Distribution is also one of the four marketing mix elements. As a result, it can significantly impact a product’s positioning, pricing, and promotion:

 

Impact on positioning: Products distributed in a few outlets enjoy a more luxurious image compared to those sold in multiple outlets.

Impact on pricing: Commission paid to middlemen can affect the price of the goods. Also, local goods may be less expensive than foreign goods as they have a shorter distribution channel.

Impact on promotion: Without wholesalers and distributors, businesses must market and deliver the products themselves, which could consume a lot of resources. On the other hand, outsourcing tasks to a third-party distributor allows the firm to reach a wider market with less effort.

International distribution decisions

International distribution decisions are one of the strategic decisions made by global companies. The decisions include choices of products to sell overseas, the difficulty in delivery, and the degree of control the company wants to have over the selling process.

 

There are three ways to distribute your products in the foreign market:

 

Set up international departments: The company directly enters a market and takes full control over distribution. For example, Amazon set up fulfillment centers all over the world to pick, pack, and ship products to customers.

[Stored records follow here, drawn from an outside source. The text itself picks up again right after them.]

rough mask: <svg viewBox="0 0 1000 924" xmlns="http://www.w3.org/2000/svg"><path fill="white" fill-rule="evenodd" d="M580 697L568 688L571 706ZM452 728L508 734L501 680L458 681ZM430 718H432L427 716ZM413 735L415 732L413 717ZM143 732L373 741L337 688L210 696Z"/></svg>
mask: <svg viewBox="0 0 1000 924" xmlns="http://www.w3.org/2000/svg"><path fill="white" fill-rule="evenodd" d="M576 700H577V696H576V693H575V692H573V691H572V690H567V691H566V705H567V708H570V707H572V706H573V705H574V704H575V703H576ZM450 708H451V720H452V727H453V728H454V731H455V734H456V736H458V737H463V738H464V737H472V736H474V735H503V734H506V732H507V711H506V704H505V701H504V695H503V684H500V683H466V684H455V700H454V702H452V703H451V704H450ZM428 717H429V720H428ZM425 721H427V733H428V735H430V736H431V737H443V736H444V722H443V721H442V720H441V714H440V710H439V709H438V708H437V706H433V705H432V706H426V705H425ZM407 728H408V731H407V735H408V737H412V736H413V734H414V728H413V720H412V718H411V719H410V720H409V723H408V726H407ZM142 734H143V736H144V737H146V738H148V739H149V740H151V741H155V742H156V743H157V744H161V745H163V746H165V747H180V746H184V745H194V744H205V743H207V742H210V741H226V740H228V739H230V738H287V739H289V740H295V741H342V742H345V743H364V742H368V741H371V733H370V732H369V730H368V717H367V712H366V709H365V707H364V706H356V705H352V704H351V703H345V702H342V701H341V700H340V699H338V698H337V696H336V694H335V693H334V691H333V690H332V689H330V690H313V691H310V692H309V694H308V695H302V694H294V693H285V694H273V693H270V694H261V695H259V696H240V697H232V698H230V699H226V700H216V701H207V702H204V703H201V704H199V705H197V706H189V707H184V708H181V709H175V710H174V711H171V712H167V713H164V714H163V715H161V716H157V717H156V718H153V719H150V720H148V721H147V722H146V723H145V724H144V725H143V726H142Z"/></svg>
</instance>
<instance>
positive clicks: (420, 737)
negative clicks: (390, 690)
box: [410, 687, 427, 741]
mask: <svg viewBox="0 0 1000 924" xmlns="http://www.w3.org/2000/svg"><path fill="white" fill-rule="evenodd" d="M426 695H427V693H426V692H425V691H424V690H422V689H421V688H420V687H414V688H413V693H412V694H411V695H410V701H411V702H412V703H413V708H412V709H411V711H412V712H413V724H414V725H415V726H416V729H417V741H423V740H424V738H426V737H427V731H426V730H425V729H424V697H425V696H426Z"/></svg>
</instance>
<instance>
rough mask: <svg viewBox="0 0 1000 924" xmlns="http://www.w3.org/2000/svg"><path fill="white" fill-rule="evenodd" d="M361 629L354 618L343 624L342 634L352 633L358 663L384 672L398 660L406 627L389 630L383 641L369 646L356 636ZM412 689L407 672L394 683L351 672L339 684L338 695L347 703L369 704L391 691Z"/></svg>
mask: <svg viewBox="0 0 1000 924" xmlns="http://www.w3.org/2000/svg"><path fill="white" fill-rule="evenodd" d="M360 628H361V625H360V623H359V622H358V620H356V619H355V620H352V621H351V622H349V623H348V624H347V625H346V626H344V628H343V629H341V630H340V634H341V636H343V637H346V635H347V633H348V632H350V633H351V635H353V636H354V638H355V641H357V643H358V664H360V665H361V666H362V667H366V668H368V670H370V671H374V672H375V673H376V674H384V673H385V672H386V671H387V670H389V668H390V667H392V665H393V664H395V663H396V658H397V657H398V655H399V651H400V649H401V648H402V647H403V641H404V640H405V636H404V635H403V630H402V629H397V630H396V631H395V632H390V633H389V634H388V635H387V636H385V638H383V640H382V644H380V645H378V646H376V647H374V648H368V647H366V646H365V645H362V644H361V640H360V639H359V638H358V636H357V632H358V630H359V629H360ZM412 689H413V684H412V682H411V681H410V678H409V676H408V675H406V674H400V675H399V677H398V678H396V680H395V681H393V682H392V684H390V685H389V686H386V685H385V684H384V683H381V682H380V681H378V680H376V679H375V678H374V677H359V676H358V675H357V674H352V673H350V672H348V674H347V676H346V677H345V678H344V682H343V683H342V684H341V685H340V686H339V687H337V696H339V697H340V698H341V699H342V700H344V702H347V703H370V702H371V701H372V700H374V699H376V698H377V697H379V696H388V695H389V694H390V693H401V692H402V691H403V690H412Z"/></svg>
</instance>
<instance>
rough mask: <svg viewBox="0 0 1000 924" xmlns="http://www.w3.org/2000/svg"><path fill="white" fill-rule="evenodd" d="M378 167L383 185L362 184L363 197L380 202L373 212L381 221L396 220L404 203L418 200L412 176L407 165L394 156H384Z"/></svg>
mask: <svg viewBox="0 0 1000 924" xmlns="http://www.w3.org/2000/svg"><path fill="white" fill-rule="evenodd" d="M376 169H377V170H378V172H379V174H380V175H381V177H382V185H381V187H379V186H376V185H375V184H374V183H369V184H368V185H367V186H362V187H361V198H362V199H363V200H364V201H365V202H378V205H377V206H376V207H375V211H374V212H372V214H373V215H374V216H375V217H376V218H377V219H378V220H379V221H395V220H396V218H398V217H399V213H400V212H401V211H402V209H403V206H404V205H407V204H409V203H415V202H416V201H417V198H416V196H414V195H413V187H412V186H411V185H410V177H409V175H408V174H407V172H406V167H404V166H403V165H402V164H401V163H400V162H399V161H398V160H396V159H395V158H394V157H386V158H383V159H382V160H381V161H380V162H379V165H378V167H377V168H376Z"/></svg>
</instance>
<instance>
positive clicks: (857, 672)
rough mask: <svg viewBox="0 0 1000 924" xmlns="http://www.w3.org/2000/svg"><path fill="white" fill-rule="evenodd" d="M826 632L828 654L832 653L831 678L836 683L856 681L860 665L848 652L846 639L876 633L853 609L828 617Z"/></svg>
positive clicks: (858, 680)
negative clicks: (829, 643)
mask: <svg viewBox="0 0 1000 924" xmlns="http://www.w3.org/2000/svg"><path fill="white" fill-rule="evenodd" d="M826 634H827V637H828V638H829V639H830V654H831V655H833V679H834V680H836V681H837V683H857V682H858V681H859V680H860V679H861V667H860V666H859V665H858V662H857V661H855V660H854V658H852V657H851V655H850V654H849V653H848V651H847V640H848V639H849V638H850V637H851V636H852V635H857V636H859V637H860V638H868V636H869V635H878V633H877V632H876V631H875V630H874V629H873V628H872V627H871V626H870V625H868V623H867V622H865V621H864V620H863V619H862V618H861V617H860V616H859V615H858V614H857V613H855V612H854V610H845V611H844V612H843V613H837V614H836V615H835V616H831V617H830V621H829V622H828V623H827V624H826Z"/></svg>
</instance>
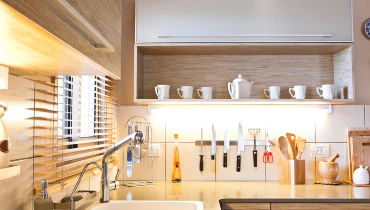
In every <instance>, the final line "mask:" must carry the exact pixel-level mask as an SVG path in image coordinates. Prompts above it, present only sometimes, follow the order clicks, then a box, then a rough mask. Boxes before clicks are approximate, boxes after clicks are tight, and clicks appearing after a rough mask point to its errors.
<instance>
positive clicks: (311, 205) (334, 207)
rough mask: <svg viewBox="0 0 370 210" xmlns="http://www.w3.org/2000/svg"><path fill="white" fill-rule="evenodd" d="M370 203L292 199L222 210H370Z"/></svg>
mask: <svg viewBox="0 0 370 210" xmlns="http://www.w3.org/2000/svg"><path fill="white" fill-rule="evenodd" d="M369 208H370V204H369V203H355V202H353V203H341V202H339V203H320V202H319V201H318V202H313V203H295V202H294V199H292V202H291V203H222V204H221V209H222V210H242V209H244V210H252V209H253V210H257V209H258V210H265V209H268V210H296V209H300V210H331V209H338V210H348V209H351V210H365V209H369Z"/></svg>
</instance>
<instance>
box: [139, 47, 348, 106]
mask: <svg viewBox="0 0 370 210" xmlns="http://www.w3.org/2000/svg"><path fill="white" fill-rule="evenodd" d="M352 63H353V53H352V43H149V44H136V45H135V90H134V101H135V102H136V103H138V104H142V105H146V104H348V103H352V102H354V99H355V97H354V96H355V93H354V88H353V87H354V80H353V67H352ZM238 74H242V75H243V78H245V79H248V81H254V84H253V86H252V91H251V99H239V100H232V99H230V95H229V93H228V88H227V83H228V82H232V81H233V79H235V78H236V77H237V76H238ZM160 84H162V85H163V84H166V85H170V94H169V97H170V99H168V100H158V99H157V96H156V94H155V91H154V88H155V86H156V85H160ZM323 84H334V86H335V99H333V100H324V99H322V98H320V97H319V95H318V94H317V93H316V87H321V85H323ZM295 85H305V86H306V87H307V91H306V99H305V100H295V99H292V97H291V96H290V94H289V91H288V89H289V88H291V87H293V86H295ZM181 86H193V88H194V89H193V98H194V99H190V100H184V99H180V96H179V95H178V94H177V91H176V90H177V88H179V87H181ZM269 86H280V87H281V93H280V98H281V99H279V100H269V99H266V97H265V95H264V93H263V90H264V89H266V88H268V87H269ZM201 87H212V88H213V93H212V95H213V99H212V100H202V99H198V98H199V97H198V95H197V93H196V92H197V89H199V88H201Z"/></svg>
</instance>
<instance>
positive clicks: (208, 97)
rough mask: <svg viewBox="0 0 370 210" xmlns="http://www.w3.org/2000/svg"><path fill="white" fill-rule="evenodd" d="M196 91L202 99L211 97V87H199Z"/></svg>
mask: <svg viewBox="0 0 370 210" xmlns="http://www.w3.org/2000/svg"><path fill="white" fill-rule="evenodd" d="M197 92H198V95H199V97H200V98H202V99H212V87H201V88H200V89H197ZM200 92H201V93H202V94H201V93H200Z"/></svg>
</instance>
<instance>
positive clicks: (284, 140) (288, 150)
mask: <svg viewBox="0 0 370 210" xmlns="http://www.w3.org/2000/svg"><path fill="white" fill-rule="evenodd" d="M278 142H279V145H280V150H281V152H282V153H283V155H284V157H285V158H286V159H291V156H290V155H289V150H288V144H289V143H288V139H286V137H285V136H280V137H279V139H278Z"/></svg>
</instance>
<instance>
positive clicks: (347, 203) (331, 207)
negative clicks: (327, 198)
mask: <svg viewBox="0 0 370 210" xmlns="http://www.w3.org/2000/svg"><path fill="white" fill-rule="evenodd" d="M293 209H294V210H296V209H299V210H332V209H335V210H365V209H370V204H369V203H272V204H271V210H293Z"/></svg>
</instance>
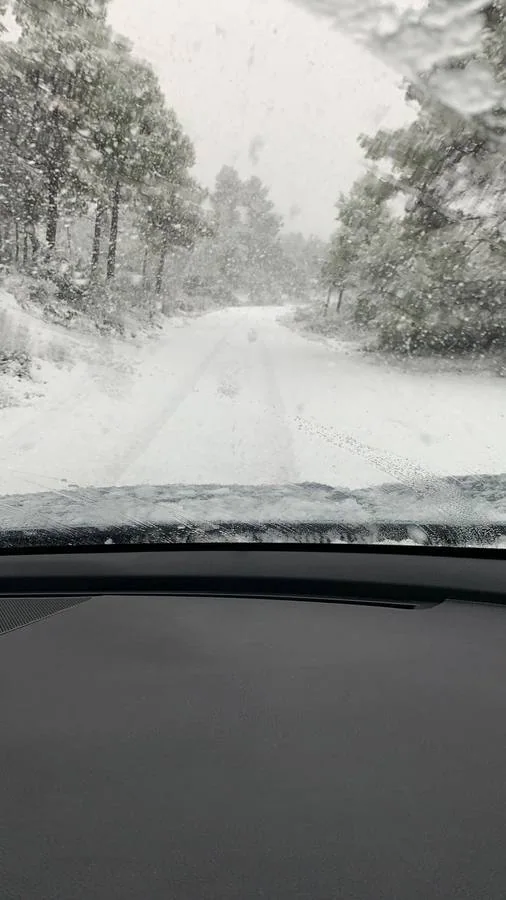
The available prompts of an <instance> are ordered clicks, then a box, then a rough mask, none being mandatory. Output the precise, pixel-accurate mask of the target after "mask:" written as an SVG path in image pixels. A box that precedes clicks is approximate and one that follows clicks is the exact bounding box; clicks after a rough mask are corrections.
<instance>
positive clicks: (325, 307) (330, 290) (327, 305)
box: [323, 285, 332, 316]
mask: <svg viewBox="0 0 506 900" xmlns="http://www.w3.org/2000/svg"><path fill="white" fill-rule="evenodd" d="M331 297H332V285H330V287H329V290H328V294H327V300H326V301H325V306H324V308H323V314H324V316H326V315H327V314H328V311H329V306H330V300H331Z"/></svg>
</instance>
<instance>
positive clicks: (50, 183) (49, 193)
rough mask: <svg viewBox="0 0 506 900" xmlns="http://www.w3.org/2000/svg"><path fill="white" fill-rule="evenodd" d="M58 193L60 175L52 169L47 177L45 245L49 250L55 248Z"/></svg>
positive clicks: (57, 218) (53, 248)
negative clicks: (52, 169)
mask: <svg viewBox="0 0 506 900" xmlns="http://www.w3.org/2000/svg"><path fill="white" fill-rule="evenodd" d="M59 191H60V173H59V171H58V169H54V170H53V171H52V172H51V174H50V176H49V189H48V198H47V226H46V244H47V246H48V247H49V249H50V250H54V248H55V247H56V236H57V233H58V194H59Z"/></svg>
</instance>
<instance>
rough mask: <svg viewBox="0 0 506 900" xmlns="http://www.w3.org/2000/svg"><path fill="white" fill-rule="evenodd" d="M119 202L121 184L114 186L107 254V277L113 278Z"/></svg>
mask: <svg viewBox="0 0 506 900" xmlns="http://www.w3.org/2000/svg"><path fill="white" fill-rule="evenodd" d="M120 201H121V184H120V183H119V181H117V182H116V184H115V185H114V193H113V196H112V212H111V231H110V234H109V252H108V254H107V277H108V278H114V276H115V274H116V251H117V247H118V225H119V205H120Z"/></svg>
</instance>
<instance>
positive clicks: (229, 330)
mask: <svg viewBox="0 0 506 900" xmlns="http://www.w3.org/2000/svg"><path fill="white" fill-rule="evenodd" d="M229 333H230V330H228V331H227V332H226V333H225V334H224V335H223V336H222V337H221V338H220V339H219V340H218V342H217V343H216V344H215V345H214V346H213V348H212V350H211V351H210V352H209V353H208V354H207V355H206V356H205V357H204V359H203V360H202V361H201V363H200V365H199V366H197V368H196V369H194V371H193V372H192V373H191V374H190V375H189V376H187V377H186V378H185V379H184V380H183V381H182V383H181V384H180V386H179V389H178V390H176V392H175V393H172V395H171V396H170V398H169V399H168V400H167V402H166V403H165V404H164V405H163V406H162V408H161V409H160V411H159V412H158V413H157V414H156V416H155V417H154V418H152V419H151V420H150V421H149V422H148V423H147V425H145V426H144V427H143V428H142V430H141V431H140V432H139V433H138V434H136V436H135V438H134V440H133V441H132V442H131V443H130V445H129V446H128V448H127V449H126V450H125V452H124V453H122V454H121V455H119V456H116V457H115V459H114V462H111V463H110V464H109V465H108V466H107V467H106V468H105V470H104V472H105V476H106V478H107V479H108V480H114V482H115V483H116V484H117V483H118V482H119V480H120V479H123V478H124V476H125V474H126V473H127V472H128V469H130V468H131V467H132V466H134V465H135V463H136V462H137V461H138V460H139V459H140V457H141V456H142V454H143V453H145V452H146V450H147V448H148V447H149V446H150V444H151V443H152V442H153V441H154V440H155V438H156V436H157V434H158V433H159V432H160V431H161V430H162V429H163V428H164V427H165V426H166V425H167V422H168V420H169V419H170V418H171V417H172V416H173V415H174V413H175V412H176V411H177V410H178V409H179V407H180V406H181V405H182V404H183V403H184V401H185V400H186V399H187V397H188V396H189V395H190V394H191V393H192V391H193V390H194V389H195V386H196V385H197V383H198V382H199V381H200V379H201V378H202V376H203V375H204V373H205V372H206V371H207V369H208V368H209V366H210V365H211V364H212V362H213V360H214V359H215V357H216V356H217V355H218V353H219V352H220V350H221V349H222V348H223V347H224V345H225V344H226V342H227V339H228V335H229Z"/></svg>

Partner with distributors: This strategy involves getting export companies to sell your products overseas so that you don’t have to worry about shipping and complex procedures. This is the easiest and fastest way to extend your product reach. For example, motorsport startup Formula E uses Deutsche Post DHL to transport race cars, batteries, charging units, and media equipment to urban areas around the world.

Sell your products online: This strategy involves using the internet to sell your product over the world. However, you may still need to partner with local distributors for shipping. For example, eCommerce stores sell clothes, technology, and most consumer goods.